Выбрать главу

  За полгода было всякое. Но ничто не смогло развеять серую хмарь на душе у студента. Он засыпал с образом Свата в голове, просыпался с его именем на губах, проживал день на фоне обрывочных туманных воспоминаний, стараясь отодвинуть от себя слёзы и нервную дрожь. Это было действительно больно. Что задевало парня ещё больше - безумное чувство, загоревшееся в нём теми июньскими днями, и не думало угасать. Оно пряталось, да, но всегда было рядом, только руку протяни, глаза закрой или отвлекись от мыслей о работе и учёбе. Словно какое-то навязчивое сумасшествие. И Степан стал убегать от себя с каждым днём наступившего семестра, прятаться на парах, где усиленно впитывал знания, скрываться в работе, окружая заботой своих трёх подопечных, выделенных Зиганшиной. Всё это было нелегко, но помогало сохранять хотя бы поверхностно то ощущение утраченного равновесия, которое помогало держать себя в руках.

  Сейчас, под самый Новый Год, глядя на детские игрища в снегу во дворе, Стёпа с глухой тоской закусил губы, ещё раз посмотрев на сотовый. Один звонок Логаревым, и праздник станет праздником, пусть и не для него. Но хотя бы посмотреть на чужое счастье он имеет право? Стёпа боялся остаться на эту ночь в одиночестве. Боялся, что всё-таки не выдержит и напьётся в полный веник, а затем натворит глупостей, навеянных пустотой. А ведь как было бы здорово сейчас наряжать ёлку с одним придурком! Студент ещё в начале осени понял, почему же Сват так себя повёл. Да и разговор с Тоней помог, состоявшийся через неделю после начала нового учебного года. Она тогда встретила его на ступенях института, удивив и по-настоящему напугав. Первое, о чём он спросил у девушки, было "не случилось ли чего со Сватом?" На что Тоня лишь усмехнулась грустно и сказала:

  - Он спятил. Загорелся выставкой, нанял агента, думает в декабре, к Новому Году, отпраздновать открытие.

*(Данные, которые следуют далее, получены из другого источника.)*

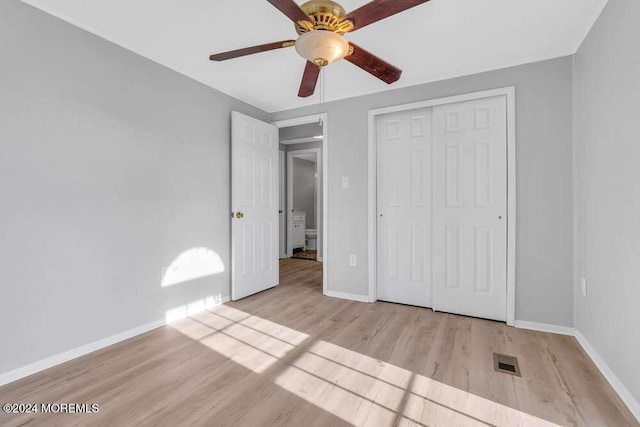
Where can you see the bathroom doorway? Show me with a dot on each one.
(304, 202)
(301, 183)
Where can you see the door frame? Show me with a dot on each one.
(282, 204)
(303, 120)
(290, 155)
(509, 93)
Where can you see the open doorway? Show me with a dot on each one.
(302, 187)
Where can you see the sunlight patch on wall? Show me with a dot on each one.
(192, 264)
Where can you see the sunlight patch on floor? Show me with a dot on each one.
(357, 388)
(248, 340)
(345, 383)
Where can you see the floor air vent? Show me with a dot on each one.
(506, 364)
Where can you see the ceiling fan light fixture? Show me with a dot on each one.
(322, 47)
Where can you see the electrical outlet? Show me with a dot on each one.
(583, 286)
(345, 182)
(353, 260)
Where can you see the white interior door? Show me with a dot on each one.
(470, 208)
(254, 202)
(404, 207)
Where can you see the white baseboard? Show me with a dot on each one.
(52, 361)
(49, 362)
(352, 297)
(545, 327)
(618, 386)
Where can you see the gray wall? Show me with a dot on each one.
(544, 182)
(111, 166)
(304, 189)
(607, 148)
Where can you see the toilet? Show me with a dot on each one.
(311, 237)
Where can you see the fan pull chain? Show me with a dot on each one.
(321, 96)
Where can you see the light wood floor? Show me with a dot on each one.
(290, 356)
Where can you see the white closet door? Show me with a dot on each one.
(470, 208)
(254, 201)
(404, 207)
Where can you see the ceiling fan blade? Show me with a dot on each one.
(251, 50)
(373, 65)
(309, 80)
(291, 9)
(378, 10)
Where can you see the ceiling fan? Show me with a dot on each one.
(321, 25)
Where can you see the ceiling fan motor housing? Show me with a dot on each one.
(326, 15)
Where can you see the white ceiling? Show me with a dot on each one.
(437, 40)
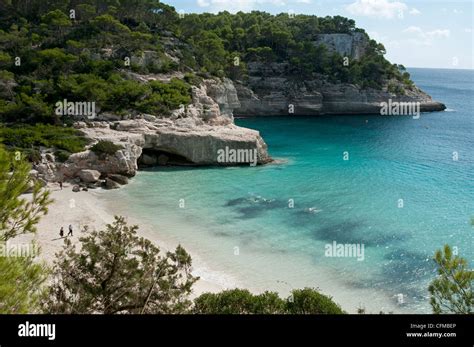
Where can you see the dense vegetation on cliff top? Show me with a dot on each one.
(51, 50)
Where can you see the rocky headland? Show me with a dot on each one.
(194, 133)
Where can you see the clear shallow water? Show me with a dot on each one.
(239, 221)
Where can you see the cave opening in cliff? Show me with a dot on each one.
(162, 157)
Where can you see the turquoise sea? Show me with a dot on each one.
(401, 194)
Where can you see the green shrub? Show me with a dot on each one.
(105, 148)
(241, 301)
(24, 136)
(310, 301)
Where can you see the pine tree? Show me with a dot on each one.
(452, 291)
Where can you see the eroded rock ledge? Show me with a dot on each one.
(193, 135)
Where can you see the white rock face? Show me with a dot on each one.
(190, 139)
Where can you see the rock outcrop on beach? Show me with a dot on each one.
(271, 91)
(194, 133)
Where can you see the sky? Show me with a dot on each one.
(415, 33)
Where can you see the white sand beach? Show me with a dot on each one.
(85, 210)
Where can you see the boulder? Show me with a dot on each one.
(111, 184)
(119, 179)
(89, 176)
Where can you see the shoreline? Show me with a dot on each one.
(95, 209)
(88, 209)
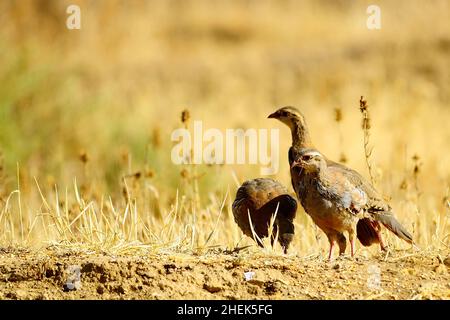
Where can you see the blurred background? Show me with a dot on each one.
(100, 103)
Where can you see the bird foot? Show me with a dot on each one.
(344, 256)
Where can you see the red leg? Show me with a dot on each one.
(380, 239)
(331, 249)
(352, 246)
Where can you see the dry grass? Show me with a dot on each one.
(86, 116)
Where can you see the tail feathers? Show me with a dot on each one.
(389, 221)
(366, 232)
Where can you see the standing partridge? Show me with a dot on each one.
(260, 198)
(368, 231)
(337, 201)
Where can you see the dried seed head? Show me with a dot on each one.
(83, 156)
(366, 123)
(404, 185)
(417, 164)
(363, 104)
(338, 114)
(149, 173)
(184, 174)
(185, 116)
(156, 137)
(137, 175)
(343, 158)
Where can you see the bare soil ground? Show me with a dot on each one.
(52, 274)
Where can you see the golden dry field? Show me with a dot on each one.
(86, 117)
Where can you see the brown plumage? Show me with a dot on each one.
(261, 197)
(367, 229)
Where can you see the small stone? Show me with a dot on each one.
(100, 289)
(440, 269)
(212, 288)
(447, 261)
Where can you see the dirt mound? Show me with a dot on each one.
(52, 274)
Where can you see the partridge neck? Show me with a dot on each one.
(300, 135)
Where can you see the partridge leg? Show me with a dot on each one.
(332, 242)
(351, 236)
(380, 239)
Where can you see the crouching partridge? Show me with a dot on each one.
(260, 199)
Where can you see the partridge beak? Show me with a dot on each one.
(273, 115)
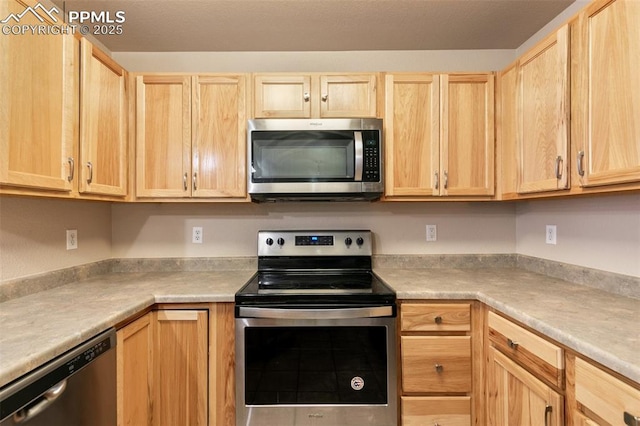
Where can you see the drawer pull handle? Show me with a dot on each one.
(547, 410)
(631, 420)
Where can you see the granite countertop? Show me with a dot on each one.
(601, 325)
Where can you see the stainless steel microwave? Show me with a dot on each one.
(315, 160)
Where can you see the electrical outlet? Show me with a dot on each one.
(196, 236)
(551, 234)
(72, 239)
(432, 233)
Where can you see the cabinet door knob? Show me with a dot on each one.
(559, 163)
(90, 167)
(579, 159)
(71, 168)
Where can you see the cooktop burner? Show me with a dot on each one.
(315, 268)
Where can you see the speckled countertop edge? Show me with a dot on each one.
(53, 321)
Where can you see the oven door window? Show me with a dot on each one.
(315, 365)
(309, 156)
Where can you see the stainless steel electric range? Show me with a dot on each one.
(315, 334)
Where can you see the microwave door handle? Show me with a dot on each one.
(359, 156)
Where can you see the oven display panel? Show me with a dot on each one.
(314, 240)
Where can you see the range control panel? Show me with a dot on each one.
(315, 243)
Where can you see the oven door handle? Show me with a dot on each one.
(340, 313)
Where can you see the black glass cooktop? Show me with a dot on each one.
(315, 288)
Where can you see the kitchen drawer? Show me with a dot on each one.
(436, 363)
(542, 357)
(436, 410)
(435, 317)
(600, 393)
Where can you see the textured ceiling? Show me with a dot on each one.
(322, 25)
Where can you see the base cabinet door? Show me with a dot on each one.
(436, 410)
(162, 371)
(180, 372)
(515, 397)
(134, 344)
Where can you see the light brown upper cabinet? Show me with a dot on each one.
(39, 104)
(439, 135)
(103, 124)
(606, 93)
(542, 115)
(190, 136)
(314, 95)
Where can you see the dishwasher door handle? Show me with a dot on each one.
(48, 398)
(340, 313)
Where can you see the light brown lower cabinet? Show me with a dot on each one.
(175, 367)
(436, 410)
(597, 398)
(516, 397)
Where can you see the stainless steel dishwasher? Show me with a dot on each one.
(77, 388)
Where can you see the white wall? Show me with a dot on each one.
(33, 234)
(600, 233)
(431, 60)
(164, 230)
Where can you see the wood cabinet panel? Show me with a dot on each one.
(103, 124)
(39, 107)
(436, 410)
(348, 96)
(467, 134)
(506, 128)
(436, 363)
(435, 317)
(543, 115)
(412, 130)
(606, 93)
(133, 352)
(540, 355)
(180, 363)
(603, 395)
(516, 397)
(163, 136)
(219, 148)
(282, 96)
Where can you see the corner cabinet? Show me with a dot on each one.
(438, 346)
(39, 107)
(314, 95)
(525, 376)
(103, 124)
(190, 136)
(542, 115)
(606, 93)
(597, 398)
(439, 135)
(175, 367)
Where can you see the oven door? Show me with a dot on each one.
(316, 367)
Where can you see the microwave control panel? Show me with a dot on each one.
(371, 167)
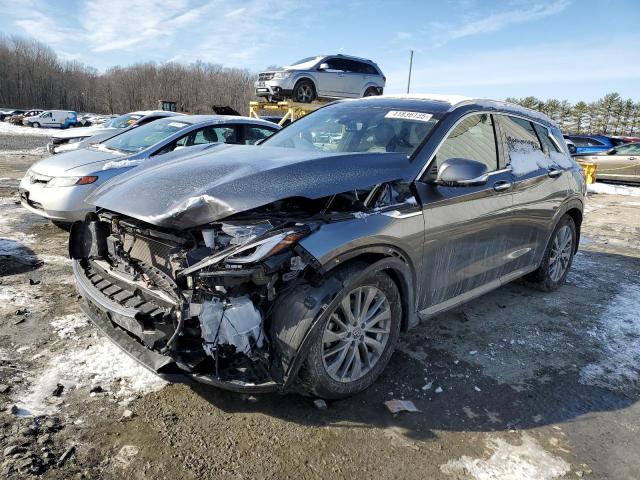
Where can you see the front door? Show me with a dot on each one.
(467, 229)
(539, 188)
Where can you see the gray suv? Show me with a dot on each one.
(298, 262)
(322, 76)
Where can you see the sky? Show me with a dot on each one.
(566, 49)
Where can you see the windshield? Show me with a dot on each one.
(351, 127)
(140, 138)
(123, 121)
(304, 60)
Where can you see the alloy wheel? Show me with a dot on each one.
(356, 334)
(560, 255)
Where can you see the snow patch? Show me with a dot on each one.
(611, 189)
(528, 461)
(619, 333)
(10, 129)
(66, 326)
(101, 364)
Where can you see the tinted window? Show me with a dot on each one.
(253, 134)
(337, 64)
(474, 139)
(520, 135)
(213, 134)
(548, 144)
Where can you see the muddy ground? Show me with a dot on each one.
(516, 385)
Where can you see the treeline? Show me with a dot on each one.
(611, 115)
(32, 76)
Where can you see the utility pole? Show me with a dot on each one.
(410, 65)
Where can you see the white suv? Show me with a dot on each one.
(329, 76)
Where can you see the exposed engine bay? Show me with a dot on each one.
(207, 297)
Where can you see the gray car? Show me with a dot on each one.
(57, 187)
(322, 76)
(299, 263)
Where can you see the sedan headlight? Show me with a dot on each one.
(281, 75)
(70, 181)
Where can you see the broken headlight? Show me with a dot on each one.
(255, 251)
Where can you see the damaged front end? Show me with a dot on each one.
(229, 303)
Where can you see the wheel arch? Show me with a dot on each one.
(296, 319)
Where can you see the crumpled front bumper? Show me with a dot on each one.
(118, 323)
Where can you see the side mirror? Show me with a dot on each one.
(462, 172)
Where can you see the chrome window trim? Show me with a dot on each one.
(479, 112)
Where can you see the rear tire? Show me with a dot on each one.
(304, 92)
(365, 339)
(557, 259)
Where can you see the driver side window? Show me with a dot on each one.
(474, 139)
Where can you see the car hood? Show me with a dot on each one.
(81, 132)
(193, 190)
(76, 162)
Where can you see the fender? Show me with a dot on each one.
(303, 76)
(297, 319)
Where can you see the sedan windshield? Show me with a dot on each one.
(141, 138)
(123, 121)
(349, 127)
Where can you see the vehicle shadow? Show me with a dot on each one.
(513, 359)
(16, 258)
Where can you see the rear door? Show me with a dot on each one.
(467, 229)
(538, 187)
(355, 78)
(331, 81)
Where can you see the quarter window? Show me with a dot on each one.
(473, 139)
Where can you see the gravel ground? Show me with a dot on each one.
(516, 385)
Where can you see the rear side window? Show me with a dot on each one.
(211, 134)
(474, 139)
(547, 144)
(254, 134)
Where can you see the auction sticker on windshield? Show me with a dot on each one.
(419, 116)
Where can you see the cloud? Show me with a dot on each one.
(209, 30)
(498, 21)
(542, 64)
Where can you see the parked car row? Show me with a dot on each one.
(57, 187)
(295, 259)
(51, 118)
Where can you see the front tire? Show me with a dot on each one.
(304, 91)
(553, 270)
(356, 339)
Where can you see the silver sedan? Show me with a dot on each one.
(57, 187)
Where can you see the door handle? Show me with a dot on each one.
(501, 186)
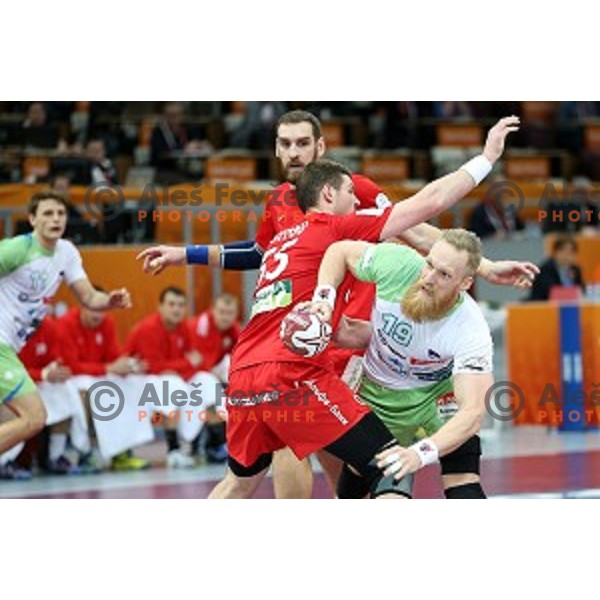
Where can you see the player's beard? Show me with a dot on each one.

  Они зашли в ближайшее кафе, где и просидели почти три часа за разговором. Из всего, сказанного девушкой, Стёпа понял всё, не глупый всё-таки шкет из подворотни, но именно главное его и закусило до ножовочного скрежета в голове. Значит, этот придурок заботился о нём? О молодом парне, у которого ещё вся жизнь впереди? А вот после выставки всё будет? Что будет? Этот вопрос Степан и задал подруге Свата:

  - Он действительно думает, что после тех слов я кинусь ему на шею, стоит только нарисоваться на горизонте?

  Степан не рыдал, не трясся в злобе, не причитал в истерике. Он просто спросил это таким тоном, что Тоня почти со страхом посмотрела на него и сменила тему разговора.

  Двойственность собственной натуры душила Стёпу. Ему хотелось нестись к Бехтереву, надавать по морде, сказать всё, что в башке наварилось за прошедшие месяцы... А с другой стороны, студент отстранённо, даже холодно, отвергал подобный исход. Его гордость не позволяла пойти на такое. И чем сильнее хотелось обнять и отогреть завравшегося самому себе фотографа, тем сильнее студент вымораживал себя в горькой обиде. Почему Бехтерев вообще позволил себе решать что-то за другого? До хрена ответственный, взрослый и наполенный глупой наглостью? Ну, так и пусть давится своим величием и благородством, пусть тащит свой нарисованный крест великой жертвы. Кто Степан такой, чтобы мешать человеку сходить с ума, как ему вздумается? Всего лишь тот, кто так же сходил с ума где-то рядом, на улицах этого же города.